Parker found that the RA’ decision not to award the tender to the appellant, China Henan International Cooperation Group (Chico) and its Namibian joint venture partner Octagon Construction, was fully justified.
The RA’s Technical Evaluation Committee (TEC) evaluated all the tenders which qualified. The TEC made recommendations to the RA’s Board Tender Committee (BTC) to award tender to Chico. The BTC however, rejected the recommendations and awarded the tender to Unik.
Chico claimed that there is no justification for the acceptance of Unik’s tender which is almost N$67 million more expensive than its own tender bid. The applicant claimed there is no reason why the state should bear such a huge price difference, when there are no compelling considerations such as preference point systems to justify the huge additional cost to the state.
The applicant further asked the court not to remit the tender to the board tender committee for reconsideration, but to award them the tender.
In his judgement, Frank however found that neither Chico nor Unik was involved in any improper conduct in respect of their bids or in relation to the process leading up to the award of the tender to Unik.
“There is thus no culpable conduct on the part of either of them. They put in their bids and awaited the outcome of the process.
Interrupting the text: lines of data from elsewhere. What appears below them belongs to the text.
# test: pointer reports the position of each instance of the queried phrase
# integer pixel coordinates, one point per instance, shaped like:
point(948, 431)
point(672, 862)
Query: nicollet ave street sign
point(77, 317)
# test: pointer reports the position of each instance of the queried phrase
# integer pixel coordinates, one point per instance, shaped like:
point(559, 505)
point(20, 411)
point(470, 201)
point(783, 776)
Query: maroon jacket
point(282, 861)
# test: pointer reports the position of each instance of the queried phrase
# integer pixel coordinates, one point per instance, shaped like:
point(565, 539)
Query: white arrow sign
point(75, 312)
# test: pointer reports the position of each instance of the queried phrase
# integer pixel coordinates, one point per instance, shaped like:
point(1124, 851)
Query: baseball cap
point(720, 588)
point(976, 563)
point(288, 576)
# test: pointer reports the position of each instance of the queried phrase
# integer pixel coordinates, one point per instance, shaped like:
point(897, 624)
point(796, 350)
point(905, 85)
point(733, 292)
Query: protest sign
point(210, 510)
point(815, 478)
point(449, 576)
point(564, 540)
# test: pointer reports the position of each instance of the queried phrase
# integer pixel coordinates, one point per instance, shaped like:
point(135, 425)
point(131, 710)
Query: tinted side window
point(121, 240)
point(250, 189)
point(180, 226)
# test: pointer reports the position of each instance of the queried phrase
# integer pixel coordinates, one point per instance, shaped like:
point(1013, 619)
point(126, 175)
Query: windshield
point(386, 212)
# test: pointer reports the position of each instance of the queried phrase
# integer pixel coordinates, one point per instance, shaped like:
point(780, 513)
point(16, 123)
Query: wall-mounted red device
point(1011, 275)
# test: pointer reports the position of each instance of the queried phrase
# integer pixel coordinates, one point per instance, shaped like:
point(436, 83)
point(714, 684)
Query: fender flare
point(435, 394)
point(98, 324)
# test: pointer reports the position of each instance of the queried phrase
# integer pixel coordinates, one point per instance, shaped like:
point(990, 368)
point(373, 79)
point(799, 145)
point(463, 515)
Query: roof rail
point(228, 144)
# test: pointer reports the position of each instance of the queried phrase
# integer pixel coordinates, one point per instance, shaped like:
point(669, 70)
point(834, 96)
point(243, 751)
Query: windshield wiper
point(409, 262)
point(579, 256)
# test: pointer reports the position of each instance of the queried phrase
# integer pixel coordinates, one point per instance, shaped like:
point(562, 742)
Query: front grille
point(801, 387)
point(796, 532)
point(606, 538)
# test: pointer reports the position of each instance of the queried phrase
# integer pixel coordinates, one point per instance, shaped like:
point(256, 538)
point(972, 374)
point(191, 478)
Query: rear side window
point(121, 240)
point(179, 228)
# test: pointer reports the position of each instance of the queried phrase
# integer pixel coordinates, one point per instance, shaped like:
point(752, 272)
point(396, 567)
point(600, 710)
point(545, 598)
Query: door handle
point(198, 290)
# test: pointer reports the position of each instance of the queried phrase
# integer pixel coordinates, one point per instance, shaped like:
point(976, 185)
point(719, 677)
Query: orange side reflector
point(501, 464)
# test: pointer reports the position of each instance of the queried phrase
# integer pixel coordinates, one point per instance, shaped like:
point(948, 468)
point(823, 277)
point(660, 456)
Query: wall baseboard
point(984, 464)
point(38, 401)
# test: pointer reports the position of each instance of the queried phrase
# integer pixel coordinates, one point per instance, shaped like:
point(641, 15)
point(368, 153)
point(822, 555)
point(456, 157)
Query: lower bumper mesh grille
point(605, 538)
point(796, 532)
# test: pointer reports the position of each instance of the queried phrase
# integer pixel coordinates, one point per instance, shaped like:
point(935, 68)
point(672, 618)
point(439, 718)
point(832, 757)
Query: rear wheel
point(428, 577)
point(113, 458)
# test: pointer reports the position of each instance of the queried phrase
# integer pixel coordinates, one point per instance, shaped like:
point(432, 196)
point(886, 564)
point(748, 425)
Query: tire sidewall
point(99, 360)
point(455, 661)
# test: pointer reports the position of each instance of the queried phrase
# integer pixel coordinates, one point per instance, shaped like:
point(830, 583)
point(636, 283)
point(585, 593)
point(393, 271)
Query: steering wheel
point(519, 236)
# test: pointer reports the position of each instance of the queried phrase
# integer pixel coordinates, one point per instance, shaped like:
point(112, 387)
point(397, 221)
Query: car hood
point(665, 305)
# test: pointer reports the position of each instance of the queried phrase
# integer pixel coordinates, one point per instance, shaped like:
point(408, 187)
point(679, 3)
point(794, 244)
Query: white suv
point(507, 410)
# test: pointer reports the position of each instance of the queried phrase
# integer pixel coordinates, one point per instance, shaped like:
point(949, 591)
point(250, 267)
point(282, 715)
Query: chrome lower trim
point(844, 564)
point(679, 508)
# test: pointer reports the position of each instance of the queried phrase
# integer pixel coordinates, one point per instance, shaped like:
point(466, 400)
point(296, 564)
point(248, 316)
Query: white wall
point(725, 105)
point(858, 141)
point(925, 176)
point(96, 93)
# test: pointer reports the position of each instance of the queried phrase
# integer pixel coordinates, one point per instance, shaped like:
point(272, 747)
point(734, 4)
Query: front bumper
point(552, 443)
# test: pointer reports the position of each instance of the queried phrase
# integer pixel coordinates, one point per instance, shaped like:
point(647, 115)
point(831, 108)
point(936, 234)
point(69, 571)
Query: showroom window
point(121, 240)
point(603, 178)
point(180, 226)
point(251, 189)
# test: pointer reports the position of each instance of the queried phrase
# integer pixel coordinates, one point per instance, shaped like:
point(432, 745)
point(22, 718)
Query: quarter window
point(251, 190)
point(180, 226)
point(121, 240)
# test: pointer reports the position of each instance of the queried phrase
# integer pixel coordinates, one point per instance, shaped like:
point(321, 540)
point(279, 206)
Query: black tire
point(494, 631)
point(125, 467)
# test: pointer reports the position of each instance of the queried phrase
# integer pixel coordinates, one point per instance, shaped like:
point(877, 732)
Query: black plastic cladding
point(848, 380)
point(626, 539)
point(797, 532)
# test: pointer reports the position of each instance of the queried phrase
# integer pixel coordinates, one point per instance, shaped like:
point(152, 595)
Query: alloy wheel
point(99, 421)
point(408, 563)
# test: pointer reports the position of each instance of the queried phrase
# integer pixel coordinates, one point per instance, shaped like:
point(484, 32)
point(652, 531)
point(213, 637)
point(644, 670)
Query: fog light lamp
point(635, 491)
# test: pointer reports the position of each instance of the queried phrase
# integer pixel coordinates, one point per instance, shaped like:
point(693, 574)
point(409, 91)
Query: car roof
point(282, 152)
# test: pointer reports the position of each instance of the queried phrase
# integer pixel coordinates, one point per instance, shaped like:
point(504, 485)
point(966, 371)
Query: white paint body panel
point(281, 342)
The nature of the impugned acts by the Board do not involve serious misdemeanours such as fraud, bias or improper purpose but can rather be typified as administrative missteps,” said Frank.
He also found that Chico’s tender was a compliant one and was determined to be the ‘preferred bidder’.
“Even assuming that appellant is still prepared to execute the tender, a year later and only in respect of the balance of the work that still must be performed, one simply does not know what the impact of this would be on the project and the pricing. In these circumstances it would not be correct to simply substitute the appellant for third respondent. Appellant has thus not provided the court with sufficient reasons to deviate from the default remedy,” said Frank.
He ordered that the appellant was substantially successful and respondents should pay the costs. A different cost order was however proposed by the two judges of appeal Elton Hoff and Sylvester Mainga who concurred with his judgement. They rather proposed that the RA and chairperson of the Board be ordered to pay the costs of the appellant.